Tetragonal CuO : suppression of nearest-neighbor correlations in a strongly correlated material

Since tetragonal CuO (t-CuO) is composed of well separated 2D CuO planes [1] it appears as an ideal candidate to connect model calculations with real materials in the quest of understanding the nature of high-temperature superconductivity. We investigate the low-energy electronic properties of t-CuO by means of Cellular Dynamical Mean Field Theory [2, 3] using a 2D Hubbard model. From experiment it was proposed that single layers of t-CuO can be viewed as two weakly interconnected sublattices [4, 5]. Our calculations support this assumption: we find a suppression of the nearest-neighbor (NN) correlations for the benefit of the next-NN ones.
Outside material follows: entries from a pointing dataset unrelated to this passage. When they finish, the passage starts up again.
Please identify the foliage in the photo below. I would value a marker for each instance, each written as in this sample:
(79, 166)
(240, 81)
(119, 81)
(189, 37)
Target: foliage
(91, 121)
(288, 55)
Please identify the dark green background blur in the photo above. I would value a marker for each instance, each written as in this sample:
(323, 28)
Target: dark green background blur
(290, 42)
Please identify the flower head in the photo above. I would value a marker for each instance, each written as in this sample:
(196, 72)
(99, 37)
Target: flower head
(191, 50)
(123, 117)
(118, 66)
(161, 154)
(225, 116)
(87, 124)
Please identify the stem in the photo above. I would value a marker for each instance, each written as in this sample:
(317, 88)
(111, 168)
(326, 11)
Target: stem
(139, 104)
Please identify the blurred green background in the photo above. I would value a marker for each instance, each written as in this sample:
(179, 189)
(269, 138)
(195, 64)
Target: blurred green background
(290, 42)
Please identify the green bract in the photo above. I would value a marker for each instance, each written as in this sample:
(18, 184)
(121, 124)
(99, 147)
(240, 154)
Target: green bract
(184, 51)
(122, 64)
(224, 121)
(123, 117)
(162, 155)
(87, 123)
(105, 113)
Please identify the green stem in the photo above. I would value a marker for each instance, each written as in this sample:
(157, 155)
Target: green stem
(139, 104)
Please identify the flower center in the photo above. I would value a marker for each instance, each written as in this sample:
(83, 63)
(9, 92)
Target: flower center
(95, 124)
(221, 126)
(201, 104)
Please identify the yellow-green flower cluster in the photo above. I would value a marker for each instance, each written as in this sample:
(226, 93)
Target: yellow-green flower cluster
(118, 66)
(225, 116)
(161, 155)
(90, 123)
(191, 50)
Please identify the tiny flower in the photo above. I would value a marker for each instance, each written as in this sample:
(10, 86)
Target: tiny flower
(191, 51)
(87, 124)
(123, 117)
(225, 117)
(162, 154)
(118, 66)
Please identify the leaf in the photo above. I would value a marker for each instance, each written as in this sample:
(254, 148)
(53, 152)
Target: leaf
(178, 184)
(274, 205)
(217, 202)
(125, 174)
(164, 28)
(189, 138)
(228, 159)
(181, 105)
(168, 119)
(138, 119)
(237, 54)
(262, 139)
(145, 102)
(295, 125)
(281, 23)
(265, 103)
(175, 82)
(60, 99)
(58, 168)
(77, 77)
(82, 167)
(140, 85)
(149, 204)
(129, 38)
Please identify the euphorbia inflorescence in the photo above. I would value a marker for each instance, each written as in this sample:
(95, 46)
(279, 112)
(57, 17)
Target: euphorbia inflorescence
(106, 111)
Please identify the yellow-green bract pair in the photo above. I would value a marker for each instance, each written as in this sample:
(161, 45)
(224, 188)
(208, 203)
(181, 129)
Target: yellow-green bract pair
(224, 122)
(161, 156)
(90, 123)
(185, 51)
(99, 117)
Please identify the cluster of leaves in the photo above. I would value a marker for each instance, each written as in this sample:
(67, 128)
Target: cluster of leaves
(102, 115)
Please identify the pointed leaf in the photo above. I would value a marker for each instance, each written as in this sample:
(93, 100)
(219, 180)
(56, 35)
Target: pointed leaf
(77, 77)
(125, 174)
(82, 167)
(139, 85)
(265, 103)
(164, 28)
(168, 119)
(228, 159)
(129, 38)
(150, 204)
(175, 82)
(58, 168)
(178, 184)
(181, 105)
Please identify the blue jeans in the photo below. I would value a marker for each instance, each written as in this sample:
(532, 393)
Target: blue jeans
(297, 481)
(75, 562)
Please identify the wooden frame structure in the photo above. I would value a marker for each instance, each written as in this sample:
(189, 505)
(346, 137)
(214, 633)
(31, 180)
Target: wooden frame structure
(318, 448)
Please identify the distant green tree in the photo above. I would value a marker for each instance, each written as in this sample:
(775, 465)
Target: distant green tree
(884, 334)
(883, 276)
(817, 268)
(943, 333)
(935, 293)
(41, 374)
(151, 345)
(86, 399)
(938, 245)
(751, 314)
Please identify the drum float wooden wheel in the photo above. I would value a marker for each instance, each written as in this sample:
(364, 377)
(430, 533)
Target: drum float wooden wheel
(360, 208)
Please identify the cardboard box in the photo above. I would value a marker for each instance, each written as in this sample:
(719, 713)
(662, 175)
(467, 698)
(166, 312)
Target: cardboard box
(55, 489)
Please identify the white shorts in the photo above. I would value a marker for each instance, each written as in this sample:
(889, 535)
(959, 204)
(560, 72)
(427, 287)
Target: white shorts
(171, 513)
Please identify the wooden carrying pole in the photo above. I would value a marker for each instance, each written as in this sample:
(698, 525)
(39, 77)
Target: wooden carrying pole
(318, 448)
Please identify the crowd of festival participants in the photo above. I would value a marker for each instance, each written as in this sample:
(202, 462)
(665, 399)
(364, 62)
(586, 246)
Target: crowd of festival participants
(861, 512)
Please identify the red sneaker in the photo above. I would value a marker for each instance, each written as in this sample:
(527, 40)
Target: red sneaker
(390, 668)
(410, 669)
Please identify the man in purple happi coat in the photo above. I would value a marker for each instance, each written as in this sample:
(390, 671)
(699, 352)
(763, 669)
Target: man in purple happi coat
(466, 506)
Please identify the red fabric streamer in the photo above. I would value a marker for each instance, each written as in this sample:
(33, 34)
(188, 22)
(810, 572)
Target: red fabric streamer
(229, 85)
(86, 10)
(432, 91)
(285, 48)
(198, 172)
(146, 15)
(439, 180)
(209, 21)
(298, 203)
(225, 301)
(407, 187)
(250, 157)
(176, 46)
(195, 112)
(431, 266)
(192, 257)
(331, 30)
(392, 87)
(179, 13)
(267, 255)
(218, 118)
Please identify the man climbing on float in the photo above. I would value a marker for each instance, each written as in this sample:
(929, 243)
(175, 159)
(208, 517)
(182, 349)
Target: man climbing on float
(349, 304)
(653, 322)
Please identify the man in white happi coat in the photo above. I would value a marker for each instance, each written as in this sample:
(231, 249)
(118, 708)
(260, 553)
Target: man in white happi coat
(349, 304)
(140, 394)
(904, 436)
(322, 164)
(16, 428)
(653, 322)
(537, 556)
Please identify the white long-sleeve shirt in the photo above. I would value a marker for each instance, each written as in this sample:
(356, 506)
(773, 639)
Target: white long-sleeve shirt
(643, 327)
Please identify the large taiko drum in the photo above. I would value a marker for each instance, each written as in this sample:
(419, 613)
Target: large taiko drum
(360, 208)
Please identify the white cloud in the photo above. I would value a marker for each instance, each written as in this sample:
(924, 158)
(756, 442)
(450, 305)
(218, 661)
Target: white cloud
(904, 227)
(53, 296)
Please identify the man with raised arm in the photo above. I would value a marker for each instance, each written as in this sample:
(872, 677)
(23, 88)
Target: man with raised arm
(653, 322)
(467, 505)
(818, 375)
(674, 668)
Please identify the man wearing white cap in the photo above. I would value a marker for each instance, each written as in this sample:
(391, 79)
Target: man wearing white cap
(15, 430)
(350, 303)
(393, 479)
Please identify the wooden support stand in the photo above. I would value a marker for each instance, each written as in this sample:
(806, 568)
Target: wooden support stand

The calculated spectral function is in remarkable agreement with photoemission experiments [5], showing that a one-band model is sufficient to capture the low-energy physics of t-CuO. Finally, we study the transition from paramagnetic to antiferromagnetic phase at finite temperature and elucidate the nature of the insulating regime in both phases.

1. W. Siemons et al, PRB 79(19):195122, 2009

2. G. Kotliar et al, PRL 97:186401, 2001

3. T. Maier et al, Rev. Mod. Phys. 87:186401, 2005

4. S. Moser et al, PRL 113:187001, 2014

5. S. Moser et al, PRB 98:140404, 2015